For the next roughly 30 years, the electric car remained in the shadows of its much-popular stepsister, gasoline-fueled vehicle. The Western world was enjoying the abundance of gasoline and easily accessible gas stations, while electric vehicles struggle to make a mark in terms of evolution.

But then came the oil crisis of the 1970s. Gasoline shortage appeared and prices shot up as the Organization of Arab Petroleum Exporting Countries (OAPEC) declared an oil embargo in October 1983. The embargo was meant to hit countries that were believed to in support of Israel in the Arab-Israel war, namely Canada, Japan, the UK, the US, etc.

©Kalkine Group 2020


Pushed to a corner now, developed nations began looking into alternatives for not only foreign oil dependence, but also for gas-powered vehicles.

As a result, major automakers such as General Motors, American Motor Company, etc geared and produced urban electric vehicles in the 1970s. But the reimagined 1970’s electric vehicle still fell short before the glorified gasoline-powered car, mainly due to its limited speed and range performance.

A booming economy and once-again lowered oil prices in the late 1990s saw a large portion of the population, especially the middle class, remain loyal to the gasoline car. But the oil shortage of the 70s had put a dent in the illusion that was the perfect gasoline-fueled car for some. A section of people became more aware of the impact of oil exploration and car emissions on the planet.

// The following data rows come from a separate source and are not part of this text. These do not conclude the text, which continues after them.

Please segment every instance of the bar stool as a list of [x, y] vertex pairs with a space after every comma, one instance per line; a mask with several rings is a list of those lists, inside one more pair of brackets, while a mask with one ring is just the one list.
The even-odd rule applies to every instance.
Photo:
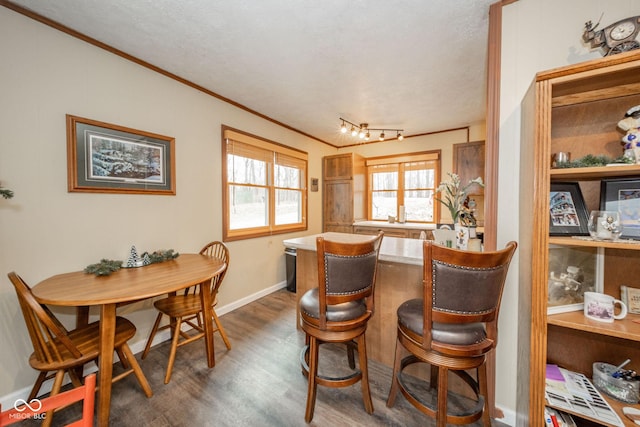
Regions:
[[[300, 359], [309, 379], [306, 422], [313, 419], [317, 385], [347, 387], [361, 381], [364, 406], [373, 412], [365, 331], [373, 314], [373, 295], [378, 254], [383, 233], [361, 243], [342, 243], [318, 237], [318, 287], [300, 299], [302, 330], [306, 337]], [[318, 349], [322, 343], [345, 343], [352, 374], [331, 378], [318, 374]], [[359, 369], [355, 369], [354, 347]]]

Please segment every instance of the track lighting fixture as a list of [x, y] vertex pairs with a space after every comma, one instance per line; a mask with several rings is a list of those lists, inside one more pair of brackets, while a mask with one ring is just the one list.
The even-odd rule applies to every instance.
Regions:
[[379, 141], [385, 140], [385, 131], [395, 132], [396, 139], [398, 141], [402, 141], [404, 137], [402, 136], [402, 132], [404, 129], [378, 129], [378, 128], [370, 128], [368, 123], [360, 123], [359, 125], [350, 122], [349, 120], [343, 119], [340, 117], [340, 121], [342, 121], [342, 125], [340, 126], [341, 133], [347, 133], [347, 124], [351, 125], [351, 136], [358, 136], [360, 139], [368, 141], [371, 138], [371, 131], [380, 131], [380, 136], [378, 137]]

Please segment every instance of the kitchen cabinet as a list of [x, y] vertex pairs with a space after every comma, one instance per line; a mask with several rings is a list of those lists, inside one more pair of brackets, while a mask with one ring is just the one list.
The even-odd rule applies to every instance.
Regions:
[[366, 167], [355, 153], [326, 156], [322, 162], [323, 230], [352, 233], [366, 217]]
[[[544, 422], [545, 368], [557, 364], [592, 377], [594, 362], [640, 371], [640, 315], [614, 323], [586, 319], [581, 310], [548, 314], [549, 251], [592, 248], [601, 257], [602, 292], [620, 297], [620, 285], [640, 287], [640, 244], [549, 236], [549, 192], [553, 182], [578, 182], [587, 210], [597, 210], [603, 179], [640, 178], [640, 165], [552, 169], [553, 153], [571, 159], [622, 154], [617, 122], [640, 105], [640, 52], [628, 52], [538, 73], [522, 104], [520, 157], [518, 417]], [[514, 344], [515, 345], [515, 344]], [[625, 425], [630, 406], [602, 393]], [[639, 407], [635, 405], [635, 407]], [[569, 412], [569, 411], [568, 411]], [[597, 420], [575, 415], [576, 423]]]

As governments, too, began taking the problem of pollution seriously and passed more laws to put a check on emissions, automakers got down to renovating electric cars once again to bring them up to the level of gasoline cars. By the late 1990s and early 2000s, a handful of EVs already had much improved speed and performance levels. General Motors’ EV1, for instance, became quite popular among a class of users, but its sky-high production cost forced the company to discontinue the model around 2001.

While the masses didn’t show much interest in electric vehicles at this time, enthusiasts, including engineers and researchers, were laboring away behind the curtains to come up with a better electric car technology.

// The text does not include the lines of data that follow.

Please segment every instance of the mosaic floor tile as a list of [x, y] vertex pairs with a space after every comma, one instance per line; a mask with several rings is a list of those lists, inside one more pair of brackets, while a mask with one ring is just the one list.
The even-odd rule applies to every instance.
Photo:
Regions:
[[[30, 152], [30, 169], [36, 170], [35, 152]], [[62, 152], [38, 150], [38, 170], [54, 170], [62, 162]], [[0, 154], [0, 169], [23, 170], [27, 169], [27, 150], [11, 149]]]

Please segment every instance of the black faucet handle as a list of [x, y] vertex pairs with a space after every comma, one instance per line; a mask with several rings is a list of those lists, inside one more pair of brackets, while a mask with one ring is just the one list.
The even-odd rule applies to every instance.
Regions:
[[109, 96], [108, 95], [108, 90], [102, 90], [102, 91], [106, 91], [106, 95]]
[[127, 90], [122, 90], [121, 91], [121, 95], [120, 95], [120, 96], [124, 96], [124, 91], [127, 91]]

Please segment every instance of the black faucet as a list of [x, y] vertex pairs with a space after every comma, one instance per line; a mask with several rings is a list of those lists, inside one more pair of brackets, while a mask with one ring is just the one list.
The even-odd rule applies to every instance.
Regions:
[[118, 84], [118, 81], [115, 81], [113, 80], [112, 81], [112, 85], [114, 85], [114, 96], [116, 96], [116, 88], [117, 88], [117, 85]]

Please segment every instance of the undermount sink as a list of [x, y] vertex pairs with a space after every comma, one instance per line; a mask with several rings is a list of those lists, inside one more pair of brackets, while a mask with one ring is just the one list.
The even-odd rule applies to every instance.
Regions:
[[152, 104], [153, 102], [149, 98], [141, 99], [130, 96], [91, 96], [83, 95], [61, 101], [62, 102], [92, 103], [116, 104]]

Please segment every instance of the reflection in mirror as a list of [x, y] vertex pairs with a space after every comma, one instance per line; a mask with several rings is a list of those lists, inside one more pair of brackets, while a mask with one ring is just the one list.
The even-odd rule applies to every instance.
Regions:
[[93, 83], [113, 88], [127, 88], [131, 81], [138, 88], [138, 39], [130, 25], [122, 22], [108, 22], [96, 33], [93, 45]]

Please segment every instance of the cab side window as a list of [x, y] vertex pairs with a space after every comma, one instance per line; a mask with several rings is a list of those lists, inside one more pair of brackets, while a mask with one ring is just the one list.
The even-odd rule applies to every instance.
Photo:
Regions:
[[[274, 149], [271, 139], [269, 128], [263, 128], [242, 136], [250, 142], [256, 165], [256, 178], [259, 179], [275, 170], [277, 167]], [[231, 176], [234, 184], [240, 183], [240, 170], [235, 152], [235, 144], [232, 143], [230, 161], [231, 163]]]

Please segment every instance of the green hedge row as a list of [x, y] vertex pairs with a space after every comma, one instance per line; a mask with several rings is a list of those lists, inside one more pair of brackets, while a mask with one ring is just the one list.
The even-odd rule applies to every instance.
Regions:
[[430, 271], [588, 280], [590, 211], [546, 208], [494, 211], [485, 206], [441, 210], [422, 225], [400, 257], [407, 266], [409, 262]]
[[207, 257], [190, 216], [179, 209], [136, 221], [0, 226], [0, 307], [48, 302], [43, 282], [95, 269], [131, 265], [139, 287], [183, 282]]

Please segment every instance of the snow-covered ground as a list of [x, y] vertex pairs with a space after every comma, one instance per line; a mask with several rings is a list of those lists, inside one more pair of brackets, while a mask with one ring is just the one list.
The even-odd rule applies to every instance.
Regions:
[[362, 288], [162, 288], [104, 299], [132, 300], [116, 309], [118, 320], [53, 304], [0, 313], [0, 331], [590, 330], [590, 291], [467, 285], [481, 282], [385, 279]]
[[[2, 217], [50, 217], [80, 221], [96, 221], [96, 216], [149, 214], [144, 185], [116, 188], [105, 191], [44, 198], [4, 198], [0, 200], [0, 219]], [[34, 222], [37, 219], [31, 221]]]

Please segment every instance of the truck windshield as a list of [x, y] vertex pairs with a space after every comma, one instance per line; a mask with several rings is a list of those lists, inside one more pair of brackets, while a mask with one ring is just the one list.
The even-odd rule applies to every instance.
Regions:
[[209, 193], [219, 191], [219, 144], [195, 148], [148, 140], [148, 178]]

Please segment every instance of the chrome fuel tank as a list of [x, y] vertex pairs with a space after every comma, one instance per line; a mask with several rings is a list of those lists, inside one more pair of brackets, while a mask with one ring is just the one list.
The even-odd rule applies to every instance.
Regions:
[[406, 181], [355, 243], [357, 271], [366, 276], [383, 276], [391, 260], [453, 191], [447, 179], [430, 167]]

Electric Car’s Rise To Popularity Act II

Once again at the turn of the century, this time the 21st, electric vehicle saw its true resurrection. More than one automaker came up with its own version of the revived EV around the same time.

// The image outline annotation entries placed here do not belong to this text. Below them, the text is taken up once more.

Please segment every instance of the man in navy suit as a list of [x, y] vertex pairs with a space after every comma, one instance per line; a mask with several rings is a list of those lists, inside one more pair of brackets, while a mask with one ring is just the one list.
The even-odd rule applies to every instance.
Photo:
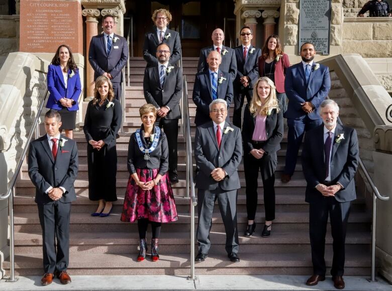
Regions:
[[253, 84], [259, 76], [258, 59], [261, 50], [250, 44], [253, 35], [252, 30], [244, 26], [240, 31], [242, 44], [234, 49], [237, 60], [237, 76], [233, 85], [234, 90], [234, 114], [233, 124], [241, 128], [241, 113], [245, 96], [248, 103], [253, 94]]
[[121, 96], [122, 70], [128, 58], [126, 40], [114, 33], [116, 22], [111, 15], [102, 19], [104, 33], [93, 36], [90, 42], [88, 61], [94, 70], [94, 80], [100, 76], [106, 76], [112, 81], [116, 99]]
[[313, 275], [307, 285], [325, 279], [325, 234], [329, 215], [333, 238], [331, 274], [337, 289], [344, 288], [345, 240], [359, 148], [355, 130], [337, 124], [339, 107], [328, 99], [320, 105], [324, 125], [305, 135], [302, 167], [307, 182], [305, 201], [309, 203], [309, 232]]
[[197, 107], [194, 118], [197, 126], [211, 120], [209, 106], [213, 101], [224, 99], [228, 109], [233, 101], [232, 79], [230, 74], [221, 70], [221, 60], [219, 53], [211, 51], [207, 58], [208, 69], [196, 74], [192, 99]]
[[237, 75], [237, 62], [234, 50], [222, 45], [223, 41], [225, 40], [225, 34], [220, 28], [217, 28], [213, 31], [211, 39], [214, 44], [212, 46], [203, 48], [200, 51], [198, 71], [202, 72], [208, 70], [207, 56], [210, 52], [216, 51], [220, 54], [222, 58], [220, 64], [221, 69], [224, 72], [230, 73], [232, 81]]
[[281, 176], [288, 182], [296, 168], [298, 151], [304, 134], [321, 125], [317, 111], [331, 87], [328, 67], [313, 61], [315, 46], [310, 43], [301, 46], [302, 61], [287, 68], [284, 89], [288, 106], [284, 114], [288, 127], [286, 165]]
[[166, 27], [171, 21], [171, 14], [166, 9], [158, 9], [154, 12], [151, 18], [156, 26], [152, 31], [146, 34], [143, 46], [143, 57], [147, 62], [147, 66], [158, 65], [156, 48], [160, 43], [167, 45], [171, 52], [169, 64], [175, 64], [180, 59], [181, 42], [178, 33]]
[[60, 134], [61, 126], [58, 112], [48, 111], [46, 134], [32, 142], [29, 150], [29, 176], [36, 187], [35, 202], [42, 228], [42, 285], [50, 284], [55, 274], [63, 284], [71, 282], [67, 268], [71, 202], [76, 199], [73, 183], [77, 175], [77, 148], [74, 141]]

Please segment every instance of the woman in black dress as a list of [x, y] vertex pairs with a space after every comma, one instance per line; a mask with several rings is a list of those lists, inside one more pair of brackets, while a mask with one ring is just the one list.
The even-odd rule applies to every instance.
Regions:
[[246, 183], [248, 227], [245, 236], [251, 236], [257, 206], [257, 178], [261, 173], [264, 188], [265, 223], [261, 236], [271, 234], [275, 219], [275, 170], [276, 152], [283, 138], [283, 114], [279, 107], [273, 82], [267, 77], [257, 80], [253, 96], [244, 113], [244, 169]]
[[145, 104], [139, 109], [141, 128], [132, 134], [128, 146], [130, 175], [124, 201], [121, 221], [138, 221], [140, 248], [137, 260], [146, 257], [147, 226], [151, 225], [151, 259], [159, 259], [158, 240], [162, 223], [178, 219], [167, 170], [169, 150], [166, 135], [157, 126], [156, 109]]
[[115, 99], [112, 82], [105, 76], [98, 77], [94, 99], [87, 105], [83, 127], [88, 143], [88, 198], [99, 201], [92, 216], [108, 216], [113, 209], [112, 203], [117, 200], [116, 135], [122, 119], [121, 106]]

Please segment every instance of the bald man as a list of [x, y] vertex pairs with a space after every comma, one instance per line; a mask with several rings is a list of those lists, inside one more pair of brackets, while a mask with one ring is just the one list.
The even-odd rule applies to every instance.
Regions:
[[234, 50], [224, 46], [222, 44], [225, 40], [225, 34], [220, 28], [217, 28], [213, 31], [211, 39], [214, 43], [211, 46], [202, 49], [198, 64], [198, 71], [202, 72], [208, 70], [208, 64], [207, 61], [207, 56], [211, 51], [216, 51], [219, 52], [222, 57], [221, 63], [219, 69], [224, 72], [230, 73], [232, 80], [234, 80], [237, 75], [237, 61], [236, 60]]

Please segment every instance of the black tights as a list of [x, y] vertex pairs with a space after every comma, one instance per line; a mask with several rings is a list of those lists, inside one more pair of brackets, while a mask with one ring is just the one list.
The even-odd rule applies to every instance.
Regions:
[[161, 232], [161, 226], [162, 225], [162, 223], [160, 222], [149, 221], [148, 219], [143, 219], [138, 220], [138, 229], [139, 230], [139, 237], [140, 238], [140, 239], [146, 239], [147, 228], [148, 226], [149, 222], [151, 224], [152, 238], [159, 238], [159, 234]]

Japan saw the launch of Toyota Prius in 1997, which quickly became first mass-produced hybrid EV in the world. In the US, Honda launched Insight hybrid in 1999.

And then, around 2003, a small startup named Tesla Motors (now Tesla Inc) was born in the Silicon Valley, which changed the whole ballgame of the electric vehicle industry as we know it.

©Kalkine Group 2021


Through the following years, more automakers entered the EV industry while governments looked into the charging infrastructure. Further evolution in the engine and battery technology has helped reduce EV prices from their lofty heights, though it still remained outside the range of many.

But times are still change. Automakers are looking to go beyond the one-percenters and make electric vehicles more affordable for a larger crowd. At the same time, more consumers are seeking for ways to ‘dump the pump’ and switch to greener alternatives to travel. As the two parties continue to try and meet somewhere in the middle, it has been causing an upward bent in the demand curve for electric vehicles in the recent years.

A recent study by Deloitte found that battery-powered and plug-in hybrid electric cars together saw annual sales of a record two-plus million in 2019. The COVID-9 pandemic did make the automobile industry hit the brakes last year, but the belief is that the accomplishments that the EV market achieved in the recent years “offer hope” for the future, the study pointed.